Children and adolescents account for nearly half of A&E attendances for sporting injuries, research suggests. An analysis of A&E data at two hospitals between 2012 and 2014 found 47% of attendances for sport-related injuries were made by under-19s. Football, rugby union and rugby league were linked to the most injuries in boys. For girls, it was trampoline, netball and horse-riding for girls. Fourteen-year-old boys and 12-year-old girls were most likely to be injured. The authors say their findings should prompt schools to consider introducing injury prevention initiatives for child sport. Researchers, who looked at 11,676 accident and emergency attendances for sport-related injuries at two hospitals in Oxfordshire, found 10- to 14-year-olds were the group of children most likely to be injured, followed by 15- to 19-year-olds. The data did not show how many of these attendances led to admissions.

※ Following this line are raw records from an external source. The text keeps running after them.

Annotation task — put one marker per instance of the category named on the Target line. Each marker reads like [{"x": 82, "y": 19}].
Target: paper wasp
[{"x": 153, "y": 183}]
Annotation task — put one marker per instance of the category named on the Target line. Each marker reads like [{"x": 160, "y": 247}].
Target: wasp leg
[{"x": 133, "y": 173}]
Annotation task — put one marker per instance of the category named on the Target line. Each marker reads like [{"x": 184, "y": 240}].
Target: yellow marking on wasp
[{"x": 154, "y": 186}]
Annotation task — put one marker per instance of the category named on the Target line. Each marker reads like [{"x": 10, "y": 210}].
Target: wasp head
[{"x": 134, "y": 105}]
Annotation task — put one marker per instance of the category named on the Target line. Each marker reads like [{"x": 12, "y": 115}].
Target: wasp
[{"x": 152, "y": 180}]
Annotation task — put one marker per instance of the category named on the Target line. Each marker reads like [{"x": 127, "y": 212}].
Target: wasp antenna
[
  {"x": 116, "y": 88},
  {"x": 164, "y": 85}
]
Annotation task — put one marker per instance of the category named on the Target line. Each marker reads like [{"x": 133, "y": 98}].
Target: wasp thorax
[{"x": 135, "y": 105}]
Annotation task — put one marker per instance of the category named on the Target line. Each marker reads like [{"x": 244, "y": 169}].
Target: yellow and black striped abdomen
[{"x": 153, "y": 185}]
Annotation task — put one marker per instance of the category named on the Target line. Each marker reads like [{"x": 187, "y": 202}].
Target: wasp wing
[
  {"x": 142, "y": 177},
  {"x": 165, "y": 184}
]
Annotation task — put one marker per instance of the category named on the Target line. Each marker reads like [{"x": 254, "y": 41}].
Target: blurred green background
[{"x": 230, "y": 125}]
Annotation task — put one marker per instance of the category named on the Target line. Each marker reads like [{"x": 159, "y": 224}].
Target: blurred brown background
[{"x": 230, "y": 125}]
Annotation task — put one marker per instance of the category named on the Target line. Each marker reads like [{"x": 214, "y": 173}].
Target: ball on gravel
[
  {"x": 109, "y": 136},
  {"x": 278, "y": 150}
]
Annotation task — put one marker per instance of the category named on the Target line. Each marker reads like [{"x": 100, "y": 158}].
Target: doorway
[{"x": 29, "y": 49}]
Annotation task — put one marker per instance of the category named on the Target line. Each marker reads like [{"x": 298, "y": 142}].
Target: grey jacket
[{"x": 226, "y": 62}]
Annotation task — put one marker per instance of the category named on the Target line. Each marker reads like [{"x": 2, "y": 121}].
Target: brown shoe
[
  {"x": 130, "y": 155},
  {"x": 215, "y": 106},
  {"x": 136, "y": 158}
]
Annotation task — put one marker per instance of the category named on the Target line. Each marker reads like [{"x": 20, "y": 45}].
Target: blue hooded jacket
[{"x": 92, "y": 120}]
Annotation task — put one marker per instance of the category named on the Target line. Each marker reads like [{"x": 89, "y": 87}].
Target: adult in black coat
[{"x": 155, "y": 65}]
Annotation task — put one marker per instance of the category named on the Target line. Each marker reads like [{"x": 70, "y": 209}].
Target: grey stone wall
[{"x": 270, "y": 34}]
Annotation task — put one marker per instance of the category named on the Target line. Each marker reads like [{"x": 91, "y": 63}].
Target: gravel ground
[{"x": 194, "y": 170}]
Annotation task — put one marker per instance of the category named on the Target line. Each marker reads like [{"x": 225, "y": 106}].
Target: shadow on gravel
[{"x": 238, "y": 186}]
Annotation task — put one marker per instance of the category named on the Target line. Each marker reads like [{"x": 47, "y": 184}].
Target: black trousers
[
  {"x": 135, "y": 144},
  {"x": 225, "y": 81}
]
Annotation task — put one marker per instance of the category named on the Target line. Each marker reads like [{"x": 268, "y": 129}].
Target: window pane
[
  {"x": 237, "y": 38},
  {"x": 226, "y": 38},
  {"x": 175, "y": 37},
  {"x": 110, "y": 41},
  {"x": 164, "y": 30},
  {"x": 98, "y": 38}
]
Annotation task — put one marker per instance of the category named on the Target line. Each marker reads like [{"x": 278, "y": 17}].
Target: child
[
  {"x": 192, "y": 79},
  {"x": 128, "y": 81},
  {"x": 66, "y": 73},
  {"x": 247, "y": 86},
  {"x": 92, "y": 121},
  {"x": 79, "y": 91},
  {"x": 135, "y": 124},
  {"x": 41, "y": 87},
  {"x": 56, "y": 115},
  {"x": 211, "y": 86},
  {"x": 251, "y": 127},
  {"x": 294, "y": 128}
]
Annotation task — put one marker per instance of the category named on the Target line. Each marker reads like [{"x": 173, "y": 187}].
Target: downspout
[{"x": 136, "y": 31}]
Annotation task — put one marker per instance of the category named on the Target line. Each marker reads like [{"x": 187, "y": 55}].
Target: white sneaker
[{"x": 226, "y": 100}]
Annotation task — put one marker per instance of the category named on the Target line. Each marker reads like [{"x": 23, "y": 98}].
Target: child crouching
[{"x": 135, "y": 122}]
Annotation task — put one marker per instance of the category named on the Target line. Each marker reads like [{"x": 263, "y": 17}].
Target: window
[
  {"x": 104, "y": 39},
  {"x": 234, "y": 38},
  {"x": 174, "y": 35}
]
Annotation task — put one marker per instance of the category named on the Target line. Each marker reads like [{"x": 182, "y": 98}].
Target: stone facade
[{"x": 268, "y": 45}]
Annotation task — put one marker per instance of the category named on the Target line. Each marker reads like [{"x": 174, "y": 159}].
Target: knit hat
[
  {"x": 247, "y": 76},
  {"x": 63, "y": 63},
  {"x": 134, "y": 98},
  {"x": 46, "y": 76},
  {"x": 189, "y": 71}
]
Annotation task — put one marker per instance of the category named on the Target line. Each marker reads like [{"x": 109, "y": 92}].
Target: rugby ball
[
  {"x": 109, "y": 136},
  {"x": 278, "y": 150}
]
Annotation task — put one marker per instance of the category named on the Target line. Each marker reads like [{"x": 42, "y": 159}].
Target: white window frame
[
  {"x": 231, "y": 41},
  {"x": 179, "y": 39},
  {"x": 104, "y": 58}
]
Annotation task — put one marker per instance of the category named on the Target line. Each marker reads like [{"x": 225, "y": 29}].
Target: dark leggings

Almost a quarter of the injuries were fractures, most commonly to the upper limbs, the study found. Football came top of the list for injuries for boys. Trampolining was worst for girls. Rugby union was the sport most associated with head injury and concussion in boys. While for girls, head injuries were most common during horse riding. Prof Allyson Pollock, from Newcastle University, said: “Everybody goes on about the benefits of sport but we don’t actually look at the downsides and risks of sports and we don’t design our prevention strategies to be informed by that. “This study has shed some light on the causes and scale of sport injuries and should act as a springboard for injury prevention initiatives in child sport, targeted specifically at the causal mechanisms for these often serious injuries.”